要 旨:美しい風土と四季に恵まれた「島国」日本は、きわだった文化の特異性を育てた。日本人の信仰 の世界は、これまで多くの学者が指摘しているように、重層性を一つの特色としている。神道や仏 教、儒教、キリスト教、またこれらのどの宗教カテゴリからもはみ出た民間信仰が、狭い日本列島 のなかに、いろいろな形で混在している。このことは、日本人にとってごくあたりまえの事実だが、 こうしたさまざまな宗教の信仰と行事が、一つの小さな地域社会のなかで、互い有機的な関係をも ちながら、全体として破綻のない調和性を日本人の生き方にほどこしている。このような独特な宗 教意識のあり方は、実に興味のそそることで、『日本文化史』を勉強していた時から日本人の信仰 に関心を持つようになった。
一方、日本文化史を考える際に絶対忘れてはならない大事なことは、なによりもまず自然が日本 文化のすべての前提であり、そこからやがて神道文化が生まれ、続いて外来の仏教文化もまたその うえに自ずから定着していったということである。要するに、自然と結びつかないものは、古来、 日本文化として定着しにくいものであり、日本の文化史は、尽きるところ、常に「自然第一義の文 化史」であるといってよかろう。したがって、自然論を抜きにして日本文化論は成り立たないし、 日本人の宗教心を考察する際にも、自然論を不可欠の前提とするべきだと思う。
小論は儒・釈・道三教が中国から日本に伝わってからの変容、日本人の自然に関する美学と日本 人の宗教心を研究しながら、儒・釈・道が日本人の美意識に与えた影響を究明してみたいと思う。 具体的に言えば、日本人の美意識は日本固有の神道と中国から伝わった仏教、道教、儒教の合作で あったことを明らかにしたいのが、本稿の宗旨である。
日本人の自然観が、多神教的な自然宗教の上に、仏教が中国を経由してつたわってから、仏教 の無常観の影響を受けたゆえ、神仏習合を前提とする「神と仏の自然観」となった。それを基盤と して、日本人の自然美感は神仏習合の美学で、それに道教と儒教からも深く影響され、結局日本人 特有の美意識がなり立ったのである。

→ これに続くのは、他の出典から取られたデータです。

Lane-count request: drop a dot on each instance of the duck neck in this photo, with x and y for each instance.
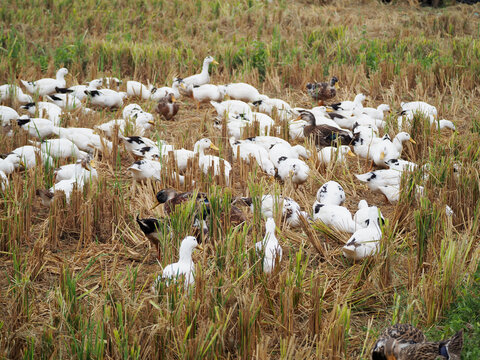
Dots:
(185, 255)
(205, 67)
(398, 144)
(198, 149)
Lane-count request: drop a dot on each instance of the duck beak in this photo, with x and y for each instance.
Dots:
(155, 206)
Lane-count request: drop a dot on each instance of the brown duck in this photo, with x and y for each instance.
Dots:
(405, 342)
(167, 106)
(171, 199)
(151, 228)
(324, 135)
(323, 91)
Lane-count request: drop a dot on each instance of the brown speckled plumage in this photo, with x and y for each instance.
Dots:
(405, 342)
(322, 91)
(167, 107)
(323, 135)
(171, 198)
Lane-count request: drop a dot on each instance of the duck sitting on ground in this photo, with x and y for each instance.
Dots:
(203, 77)
(46, 86)
(404, 333)
(168, 106)
(323, 91)
(405, 342)
(269, 247)
(324, 135)
(184, 267)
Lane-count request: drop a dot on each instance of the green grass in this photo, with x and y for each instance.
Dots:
(464, 313)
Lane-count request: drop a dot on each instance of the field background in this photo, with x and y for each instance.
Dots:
(76, 279)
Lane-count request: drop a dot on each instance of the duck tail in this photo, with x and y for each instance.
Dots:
(246, 201)
(63, 90)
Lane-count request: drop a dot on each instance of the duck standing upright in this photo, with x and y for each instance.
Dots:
(323, 91)
(168, 106)
(270, 247)
(204, 76)
(46, 86)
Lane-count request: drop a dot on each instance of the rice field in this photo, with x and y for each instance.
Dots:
(76, 277)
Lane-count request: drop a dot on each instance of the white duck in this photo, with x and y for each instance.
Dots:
(267, 142)
(331, 154)
(246, 150)
(203, 77)
(82, 137)
(269, 247)
(10, 91)
(134, 144)
(207, 162)
(334, 216)
(402, 165)
(31, 154)
(387, 149)
(363, 215)
(45, 109)
(295, 169)
(331, 193)
(232, 107)
(37, 127)
(207, 92)
(349, 106)
(10, 163)
(7, 114)
(242, 91)
(160, 93)
(378, 113)
(137, 89)
(99, 143)
(65, 101)
(46, 86)
(66, 186)
(321, 116)
(377, 178)
(291, 211)
(3, 180)
(184, 267)
(82, 170)
(280, 150)
(364, 242)
(106, 98)
(62, 148)
(296, 129)
(419, 106)
(268, 105)
(146, 169)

美意識というものが、現代人の社会生活を精神面において豊かにするものとして存在するという ならば、日本人の内面における精神構造を研究することは実に重要なことだと言えるだろう。日本 人の美意識とその深層にある宗教心について考察することにより、日本社会と国民性を的確に捉え ることができ、異文化交流もよりよく行われるだろうと思う。それに、中国から伝わった宗教が日 本人の美意識に与えた影響を究明することにより、中日両国がどんな社会的な関係性を共有するかを究明することができるだけでなく、日本文化を理解する上にも、中日友好をさらに深める上にも、価値があると思う。